Tendríamos todas las razones para rendirnos a estos sentimientos si la guerra nos perteneciera. En nuestra propia fuerza, somos infantes luchando contra dragones. Pero la batalla no en última instancia nos pertenece a nosotros, le pertenece a Cristo, nuestro capitán. Y eso hace que la guerra se pueda ganar.

Cuando Dios te salvó, no envió una comunicación por radio a tu celda de la prisión, ordenándote que te levantes y pelees. No, Jesús mismo irrumpió en tu prisión, puso una espada en tu mano y dijo: “Sígueme. Quédate cerca de mí. Te sacaré. Por tanto, como escribe Richard Sibbes, “No miremos tanto quiénes son nuestros enemigos como quién es nuestro juez y capitán, ni lo que amenazan, sino lo que promete” (La caña cascada, 122). ¿Y qué promete?

  • Él estará contigo en cada batalla (Mateo 28:20).
  • Él te sustentará con su justa diestra (Isaías 41). :10).
  • Él os santificará por completo (1 Tesalonicenses 5:23).

Quédense al lado de Cristo, y el pecado no tendrá dominio sobre ustedes. El orgullo se marchita bajo su majestad. La lujuria se encoge bajo su belleza. La ira tiembla ante su vista. Puede que gane terreno solo unos centímetros y que la batalla dure toda la vida, pero la presencia y las promesas de Jesús garantizan su progreso. Él te llevará a casa.

Así que no te desesperes, no importa lo inestable que te sientas hoy. La guerra es ganable. Con la ayuda de Dios, puedes resistir. Puedes puede recuperar terreno del enemigo y convertir campos espinosos en jardines. Jesús ha prometido su ayuda para cada lucha que enfrentas hoy. ¿Confiarás en él?

La guerra terminará

Dios no te salvó para que pudieras luchar guerra eterna. Las calles de la Nueva Jerusalén no estarán llenas de filas de soldados. Esta guerra, tan arraigada como está ahora, no es más que el prólogo de vuestra paz eterna.

Un día no muy lejano, el tumulto de la batalla dará paso a coros de aleluyas. La guerra civil dentro de ti terminará en un cese al fuego bajo el reinado de Dios. Ningún pensamiento descarriado te inquietará; ningún deseo pícaro te afligirá; ninguna tentación molesta os atormentará.

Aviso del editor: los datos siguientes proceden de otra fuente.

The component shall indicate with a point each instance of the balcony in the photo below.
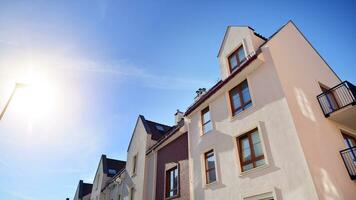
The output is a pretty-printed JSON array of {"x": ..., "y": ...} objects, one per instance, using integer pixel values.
[
  {"x": 338, "y": 104},
  {"x": 349, "y": 158}
]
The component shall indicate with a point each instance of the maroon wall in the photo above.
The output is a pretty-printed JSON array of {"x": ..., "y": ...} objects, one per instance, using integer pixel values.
[{"x": 174, "y": 152}]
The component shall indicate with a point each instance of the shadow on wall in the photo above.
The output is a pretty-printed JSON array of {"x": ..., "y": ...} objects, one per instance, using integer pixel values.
[{"x": 222, "y": 139}]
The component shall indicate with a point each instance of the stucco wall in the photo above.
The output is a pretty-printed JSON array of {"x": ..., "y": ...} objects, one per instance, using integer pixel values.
[
  {"x": 286, "y": 174},
  {"x": 174, "y": 152},
  {"x": 137, "y": 147},
  {"x": 300, "y": 69},
  {"x": 150, "y": 176}
]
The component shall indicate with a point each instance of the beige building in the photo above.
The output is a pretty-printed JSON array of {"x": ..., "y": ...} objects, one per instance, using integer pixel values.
[
  {"x": 261, "y": 133},
  {"x": 279, "y": 125},
  {"x": 106, "y": 170},
  {"x": 83, "y": 191}
]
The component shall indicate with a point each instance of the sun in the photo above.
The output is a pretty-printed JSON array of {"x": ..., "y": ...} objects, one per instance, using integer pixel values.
[{"x": 37, "y": 100}]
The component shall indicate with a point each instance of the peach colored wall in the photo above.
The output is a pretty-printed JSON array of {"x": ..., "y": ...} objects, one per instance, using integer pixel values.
[
  {"x": 300, "y": 69},
  {"x": 286, "y": 174}
]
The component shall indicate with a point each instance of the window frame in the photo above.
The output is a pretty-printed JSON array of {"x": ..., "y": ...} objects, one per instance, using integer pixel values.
[
  {"x": 167, "y": 183},
  {"x": 244, "y": 105},
  {"x": 236, "y": 55},
  {"x": 134, "y": 166},
  {"x": 203, "y": 112},
  {"x": 254, "y": 158},
  {"x": 346, "y": 137},
  {"x": 206, "y": 169},
  {"x": 132, "y": 193}
]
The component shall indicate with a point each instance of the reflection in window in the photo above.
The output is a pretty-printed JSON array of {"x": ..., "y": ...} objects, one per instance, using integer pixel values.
[
  {"x": 210, "y": 167},
  {"x": 250, "y": 150}
]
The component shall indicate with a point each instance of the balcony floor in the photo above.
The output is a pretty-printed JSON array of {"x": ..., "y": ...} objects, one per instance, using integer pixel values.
[{"x": 345, "y": 116}]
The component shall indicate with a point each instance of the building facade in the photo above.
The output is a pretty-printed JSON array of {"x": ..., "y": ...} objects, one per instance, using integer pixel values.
[
  {"x": 260, "y": 132},
  {"x": 280, "y": 124}
]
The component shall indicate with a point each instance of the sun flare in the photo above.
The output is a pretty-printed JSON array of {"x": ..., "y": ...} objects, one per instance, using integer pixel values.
[{"x": 37, "y": 100}]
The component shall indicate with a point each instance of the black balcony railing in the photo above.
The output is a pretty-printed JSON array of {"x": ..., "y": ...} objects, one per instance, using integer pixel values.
[
  {"x": 349, "y": 158},
  {"x": 338, "y": 97}
]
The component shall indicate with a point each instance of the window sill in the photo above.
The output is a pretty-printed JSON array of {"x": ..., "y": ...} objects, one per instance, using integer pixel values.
[
  {"x": 209, "y": 185},
  {"x": 207, "y": 133},
  {"x": 243, "y": 113},
  {"x": 254, "y": 170},
  {"x": 173, "y": 197}
]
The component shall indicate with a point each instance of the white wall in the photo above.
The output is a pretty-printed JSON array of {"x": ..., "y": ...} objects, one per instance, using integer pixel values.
[
  {"x": 138, "y": 147},
  {"x": 300, "y": 70},
  {"x": 286, "y": 175}
]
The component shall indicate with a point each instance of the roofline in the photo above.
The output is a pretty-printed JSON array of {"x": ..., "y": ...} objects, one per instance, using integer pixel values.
[
  {"x": 221, "y": 83},
  {"x": 138, "y": 118},
  {"x": 113, "y": 179},
  {"x": 305, "y": 38},
  {"x": 147, "y": 128},
  {"x": 166, "y": 137},
  {"x": 230, "y": 26}
]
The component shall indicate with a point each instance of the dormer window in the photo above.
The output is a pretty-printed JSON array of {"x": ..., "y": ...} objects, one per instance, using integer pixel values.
[
  {"x": 237, "y": 58},
  {"x": 112, "y": 171},
  {"x": 160, "y": 128}
]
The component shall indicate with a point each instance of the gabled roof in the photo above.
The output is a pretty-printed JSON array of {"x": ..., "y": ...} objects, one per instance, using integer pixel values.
[
  {"x": 112, "y": 164},
  {"x": 84, "y": 189},
  {"x": 221, "y": 83},
  {"x": 169, "y": 134},
  {"x": 232, "y": 26},
  {"x": 155, "y": 129}
]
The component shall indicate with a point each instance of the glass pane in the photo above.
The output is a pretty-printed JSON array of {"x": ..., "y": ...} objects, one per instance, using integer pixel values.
[
  {"x": 257, "y": 146},
  {"x": 246, "y": 95},
  {"x": 241, "y": 54},
  {"x": 246, "y": 152},
  {"x": 211, "y": 176},
  {"x": 211, "y": 162},
  {"x": 208, "y": 127},
  {"x": 236, "y": 101},
  {"x": 233, "y": 61},
  {"x": 175, "y": 185},
  {"x": 260, "y": 162},
  {"x": 206, "y": 117},
  {"x": 247, "y": 167},
  {"x": 171, "y": 184}
]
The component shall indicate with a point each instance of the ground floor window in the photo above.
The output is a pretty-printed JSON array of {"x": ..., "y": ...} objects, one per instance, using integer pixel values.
[{"x": 172, "y": 182}]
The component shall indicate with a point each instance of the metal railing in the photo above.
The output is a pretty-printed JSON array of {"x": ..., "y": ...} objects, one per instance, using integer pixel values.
[
  {"x": 349, "y": 158},
  {"x": 338, "y": 97}
]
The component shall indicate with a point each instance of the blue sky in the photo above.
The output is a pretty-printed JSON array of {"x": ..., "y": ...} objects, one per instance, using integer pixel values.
[{"x": 102, "y": 63}]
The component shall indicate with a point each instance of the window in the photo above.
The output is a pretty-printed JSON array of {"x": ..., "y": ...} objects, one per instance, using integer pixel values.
[
  {"x": 331, "y": 102},
  {"x": 112, "y": 171},
  {"x": 134, "y": 161},
  {"x": 206, "y": 121},
  {"x": 132, "y": 193},
  {"x": 160, "y": 128},
  {"x": 172, "y": 182},
  {"x": 210, "y": 173},
  {"x": 265, "y": 196},
  {"x": 250, "y": 150},
  {"x": 240, "y": 98},
  {"x": 349, "y": 140},
  {"x": 236, "y": 58}
]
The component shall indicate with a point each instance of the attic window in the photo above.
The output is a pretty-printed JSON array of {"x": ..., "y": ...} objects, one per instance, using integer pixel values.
[
  {"x": 159, "y": 127},
  {"x": 237, "y": 58},
  {"x": 112, "y": 171}
]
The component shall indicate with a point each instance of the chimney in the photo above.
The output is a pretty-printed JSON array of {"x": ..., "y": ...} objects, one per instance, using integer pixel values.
[
  {"x": 179, "y": 116},
  {"x": 200, "y": 92}
]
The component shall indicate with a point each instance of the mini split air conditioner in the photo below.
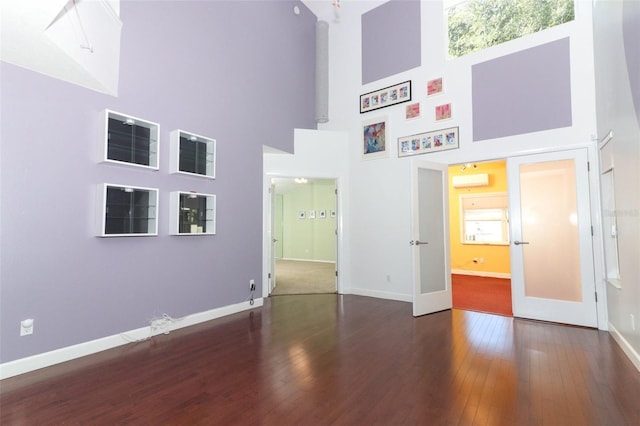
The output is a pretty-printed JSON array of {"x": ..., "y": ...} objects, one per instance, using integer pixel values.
[{"x": 480, "y": 179}]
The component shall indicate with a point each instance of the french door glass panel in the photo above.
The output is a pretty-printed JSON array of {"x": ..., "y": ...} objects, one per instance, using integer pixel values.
[{"x": 550, "y": 225}]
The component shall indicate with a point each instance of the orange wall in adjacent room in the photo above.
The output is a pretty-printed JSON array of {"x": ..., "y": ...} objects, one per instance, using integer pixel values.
[{"x": 496, "y": 257}]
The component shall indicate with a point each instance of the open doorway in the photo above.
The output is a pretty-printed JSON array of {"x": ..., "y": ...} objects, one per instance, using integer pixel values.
[
  {"x": 479, "y": 237},
  {"x": 304, "y": 236}
]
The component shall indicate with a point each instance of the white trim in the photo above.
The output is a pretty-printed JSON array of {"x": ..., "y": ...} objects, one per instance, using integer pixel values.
[
  {"x": 306, "y": 260},
  {"x": 482, "y": 273},
  {"x": 46, "y": 359},
  {"x": 380, "y": 294},
  {"x": 625, "y": 346}
]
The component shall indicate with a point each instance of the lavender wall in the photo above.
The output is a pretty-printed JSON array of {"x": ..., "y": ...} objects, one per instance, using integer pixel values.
[
  {"x": 240, "y": 72},
  {"x": 524, "y": 92},
  {"x": 390, "y": 39}
]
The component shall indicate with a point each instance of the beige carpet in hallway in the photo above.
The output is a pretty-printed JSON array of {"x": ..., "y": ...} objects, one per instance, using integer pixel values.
[{"x": 301, "y": 277}]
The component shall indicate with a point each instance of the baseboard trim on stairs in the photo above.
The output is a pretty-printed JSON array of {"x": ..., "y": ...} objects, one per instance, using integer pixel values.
[
  {"x": 505, "y": 275},
  {"x": 625, "y": 346}
]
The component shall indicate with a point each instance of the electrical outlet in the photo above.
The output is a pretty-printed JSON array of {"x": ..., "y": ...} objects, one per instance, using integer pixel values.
[{"x": 26, "y": 327}]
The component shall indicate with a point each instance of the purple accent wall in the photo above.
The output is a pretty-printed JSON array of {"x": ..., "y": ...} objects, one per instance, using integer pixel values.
[
  {"x": 631, "y": 33},
  {"x": 523, "y": 92},
  {"x": 390, "y": 39},
  {"x": 240, "y": 72}
]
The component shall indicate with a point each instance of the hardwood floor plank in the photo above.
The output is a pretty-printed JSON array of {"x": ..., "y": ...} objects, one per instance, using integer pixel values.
[{"x": 340, "y": 360}]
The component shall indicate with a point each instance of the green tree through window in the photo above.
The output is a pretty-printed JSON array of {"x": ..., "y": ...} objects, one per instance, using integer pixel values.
[{"x": 478, "y": 24}]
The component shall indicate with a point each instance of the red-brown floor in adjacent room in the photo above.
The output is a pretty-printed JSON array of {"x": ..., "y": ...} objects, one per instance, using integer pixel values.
[{"x": 482, "y": 294}]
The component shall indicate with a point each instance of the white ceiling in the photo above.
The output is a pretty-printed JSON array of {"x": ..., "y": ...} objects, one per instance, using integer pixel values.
[{"x": 73, "y": 40}]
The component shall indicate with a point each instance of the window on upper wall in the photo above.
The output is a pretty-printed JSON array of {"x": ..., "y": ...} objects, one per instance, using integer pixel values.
[
  {"x": 130, "y": 140},
  {"x": 128, "y": 211},
  {"x": 485, "y": 218},
  {"x": 477, "y": 24},
  {"x": 192, "y": 154}
]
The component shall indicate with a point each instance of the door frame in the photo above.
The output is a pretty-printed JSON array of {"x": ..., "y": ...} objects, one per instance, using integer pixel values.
[
  {"x": 268, "y": 254},
  {"x": 594, "y": 204},
  {"x": 585, "y": 312}
]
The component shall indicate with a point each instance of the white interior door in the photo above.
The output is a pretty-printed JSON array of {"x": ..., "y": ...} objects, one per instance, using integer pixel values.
[
  {"x": 430, "y": 244},
  {"x": 551, "y": 244},
  {"x": 276, "y": 225}
]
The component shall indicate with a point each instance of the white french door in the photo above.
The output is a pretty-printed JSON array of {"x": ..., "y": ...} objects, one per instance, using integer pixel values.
[
  {"x": 430, "y": 243},
  {"x": 551, "y": 244}
]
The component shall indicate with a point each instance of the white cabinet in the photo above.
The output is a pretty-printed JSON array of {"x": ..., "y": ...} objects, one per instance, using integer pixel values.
[
  {"x": 127, "y": 211},
  {"x": 192, "y": 213},
  {"x": 192, "y": 154},
  {"x": 130, "y": 140}
]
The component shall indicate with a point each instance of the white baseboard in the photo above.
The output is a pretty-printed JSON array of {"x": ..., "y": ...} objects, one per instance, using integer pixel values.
[
  {"x": 35, "y": 362},
  {"x": 481, "y": 273},
  {"x": 307, "y": 260},
  {"x": 625, "y": 345},
  {"x": 380, "y": 294}
]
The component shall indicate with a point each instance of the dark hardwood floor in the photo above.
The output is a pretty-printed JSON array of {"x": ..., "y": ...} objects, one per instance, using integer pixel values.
[{"x": 344, "y": 360}]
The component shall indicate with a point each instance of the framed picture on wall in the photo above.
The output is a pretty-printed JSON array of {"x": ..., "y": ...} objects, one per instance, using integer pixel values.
[
  {"x": 434, "y": 87},
  {"x": 412, "y": 111},
  {"x": 374, "y": 138},
  {"x": 443, "y": 112},
  {"x": 388, "y": 96},
  {"x": 424, "y": 143}
]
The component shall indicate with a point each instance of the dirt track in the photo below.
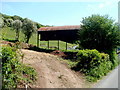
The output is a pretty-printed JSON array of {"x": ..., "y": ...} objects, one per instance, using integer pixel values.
[{"x": 52, "y": 73}]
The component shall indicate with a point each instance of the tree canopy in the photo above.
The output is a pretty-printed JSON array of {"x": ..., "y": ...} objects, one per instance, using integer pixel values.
[{"x": 99, "y": 32}]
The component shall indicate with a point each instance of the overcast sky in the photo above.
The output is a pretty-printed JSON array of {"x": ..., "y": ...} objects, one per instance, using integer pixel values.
[{"x": 58, "y": 13}]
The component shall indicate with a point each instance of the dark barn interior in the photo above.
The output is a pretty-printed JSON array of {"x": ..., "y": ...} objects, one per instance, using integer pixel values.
[{"x": 63, "y": 33}]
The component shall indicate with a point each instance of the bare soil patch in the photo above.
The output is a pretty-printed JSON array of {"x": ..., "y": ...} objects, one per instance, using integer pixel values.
[{"x": 52, "y": 72}]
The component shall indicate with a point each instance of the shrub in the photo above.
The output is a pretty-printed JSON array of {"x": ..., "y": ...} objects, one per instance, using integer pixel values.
[
  {"x": 93, "y": 64},
  {"x": 13, "y": 70}
]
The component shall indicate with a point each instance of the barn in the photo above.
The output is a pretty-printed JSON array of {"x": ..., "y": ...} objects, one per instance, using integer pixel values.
[{"x": 63, "y": 33}]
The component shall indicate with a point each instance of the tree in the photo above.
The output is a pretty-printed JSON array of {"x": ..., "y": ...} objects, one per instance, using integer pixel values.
[
  {"x": 17, "y": 24},
  {"x": 28, "y": 29},
  {"x": 99, "y": 32}
]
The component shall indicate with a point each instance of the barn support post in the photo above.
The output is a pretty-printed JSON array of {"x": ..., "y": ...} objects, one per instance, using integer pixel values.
[
  {"x": 58, "y": 44},
  {"x": 38, "y": 39},
  {"x": 66, "y": 45},
  {"x": 48, "y": 44}
]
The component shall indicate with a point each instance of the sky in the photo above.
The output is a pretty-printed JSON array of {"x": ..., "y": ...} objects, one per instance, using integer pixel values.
[{"x": 59, "y": 13}]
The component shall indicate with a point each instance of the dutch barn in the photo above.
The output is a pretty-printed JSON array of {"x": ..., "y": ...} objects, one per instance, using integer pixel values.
[{"x": 63, "y": 33}]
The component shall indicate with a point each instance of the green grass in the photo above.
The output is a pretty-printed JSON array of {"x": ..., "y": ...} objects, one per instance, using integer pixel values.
[{"x": 8, "y": 33}]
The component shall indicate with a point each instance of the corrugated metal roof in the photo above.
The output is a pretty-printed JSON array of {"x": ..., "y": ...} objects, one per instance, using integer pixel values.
[{"x": 54, "y": 28}]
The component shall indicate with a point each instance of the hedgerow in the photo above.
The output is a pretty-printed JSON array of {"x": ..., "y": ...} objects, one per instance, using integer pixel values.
[
  {"x": 93, "y": 64},
  {"x": 14, "y": 72}
]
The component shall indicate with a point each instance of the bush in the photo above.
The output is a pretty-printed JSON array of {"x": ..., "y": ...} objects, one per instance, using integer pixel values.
[
  {"x": 93, "y": 64},
  {"x": 99, "y": 32},
  {"x": 14, "y": 73}
]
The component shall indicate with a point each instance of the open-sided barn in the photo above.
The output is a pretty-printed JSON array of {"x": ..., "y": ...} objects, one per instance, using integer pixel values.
[{"x": 63, "y": 33}]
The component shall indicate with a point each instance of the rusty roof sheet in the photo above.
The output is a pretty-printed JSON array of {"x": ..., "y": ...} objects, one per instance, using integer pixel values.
[{"x": 54, "y": 28}]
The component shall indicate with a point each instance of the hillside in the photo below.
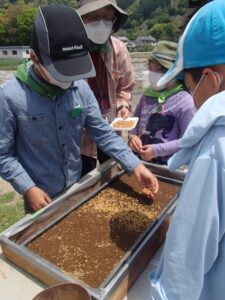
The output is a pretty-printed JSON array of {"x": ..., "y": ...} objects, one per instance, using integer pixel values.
[{"x": 158, "y": 18}]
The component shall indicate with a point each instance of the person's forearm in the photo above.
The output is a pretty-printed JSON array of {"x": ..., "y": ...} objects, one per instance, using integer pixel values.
[{"x": 165, "y": 149}]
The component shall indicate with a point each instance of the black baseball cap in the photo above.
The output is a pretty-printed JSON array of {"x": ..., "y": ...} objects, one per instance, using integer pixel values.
[{"x": 60, "y": 41}]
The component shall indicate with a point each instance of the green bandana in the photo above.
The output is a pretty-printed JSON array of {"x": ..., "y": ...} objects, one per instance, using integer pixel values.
[
  {"x": 95, "y": 47},
  {"x": 43, "y": 89},
  {"x": 162, "y": 95}
]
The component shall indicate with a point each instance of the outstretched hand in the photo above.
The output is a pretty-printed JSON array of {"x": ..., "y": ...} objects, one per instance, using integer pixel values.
[
  {"x": 146, "y": 178},
  {"x": 37, "y": 198}
]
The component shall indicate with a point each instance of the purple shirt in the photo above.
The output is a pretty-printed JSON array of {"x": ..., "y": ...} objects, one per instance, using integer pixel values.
[{"x": 164, "y": 129}]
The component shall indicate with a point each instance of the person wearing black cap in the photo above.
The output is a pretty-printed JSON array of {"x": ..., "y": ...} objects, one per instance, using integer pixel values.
[
  {"x": 114, "y": 79},
  {"x": 44, "y": 108}
]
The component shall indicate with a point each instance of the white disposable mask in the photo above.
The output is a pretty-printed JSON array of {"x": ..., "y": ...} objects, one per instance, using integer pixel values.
[
  {"x": 98, "y": 32},
  {"x": 153, "y": 79}
]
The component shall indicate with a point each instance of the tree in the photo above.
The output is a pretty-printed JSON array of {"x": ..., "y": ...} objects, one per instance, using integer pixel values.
[{"x": 16, "y": 25}]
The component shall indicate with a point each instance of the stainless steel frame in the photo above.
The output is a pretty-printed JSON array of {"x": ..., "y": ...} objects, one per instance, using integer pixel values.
[{"x": 14, "y": 240}]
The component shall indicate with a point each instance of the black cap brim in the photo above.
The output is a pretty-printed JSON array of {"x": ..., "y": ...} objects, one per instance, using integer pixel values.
[{"x": 67, "y": 70}]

“Después de que hayáis padecido un poco de tiempo, el Dios de toda gracia, que os llamó a su gloria eterna en Cristo, él mismo restaurará, confirmará, fortalecerá y establecerá vosotros” (1 Pedro 5:10). Esta guerra de cincuenta, sesenta o setenta años, por interminable que parezca, es solo “un poco de tiempo” desde el punto de vista de la eternidad. Lucha un ratito, resiste un ratito, niégate a ti mismo un ratito, y te regocijarás para siempre.

Así que no te rindas. La guerra terminará. Jesús ya obtuvo la victoria decisiva (Colosenses 2:15). El enemigo sabe que su tiempo es corto (Apocalipsis 12:12). El resultado de esta batalla no es incierto. Dios pronto aplastará a todos tus enemigos bajo sus pies (Miqueas 7:19; Romanos 16:20).

Día a día

Si toda una vida de guerra se siente abrumadora, concéntrese en la lucha de hoy. Trabajar para hacer morir el descontento de hoy, la envidia de hoy, la autocompasión de hoy. Y hágalo tomando las armas de hoy: las promesas de Dios de hoy, las oportunidades de oración de hoy, los soldados de hoy en la batalla.

Día a día, su comandante le proporcionará la fuerza que necesita para vencer su enemigos, y el perdón que necesitas por cada derrota. Simplemente no dejes de luchar. “Nadie es aquí vencido sino el que no pelea”, escribe Sibbes (The Bruised Reed, 122).

La guerra es normal, la guerra se puede ganar y la guerra terminará. Y luego, alegría superior y siempre creciente.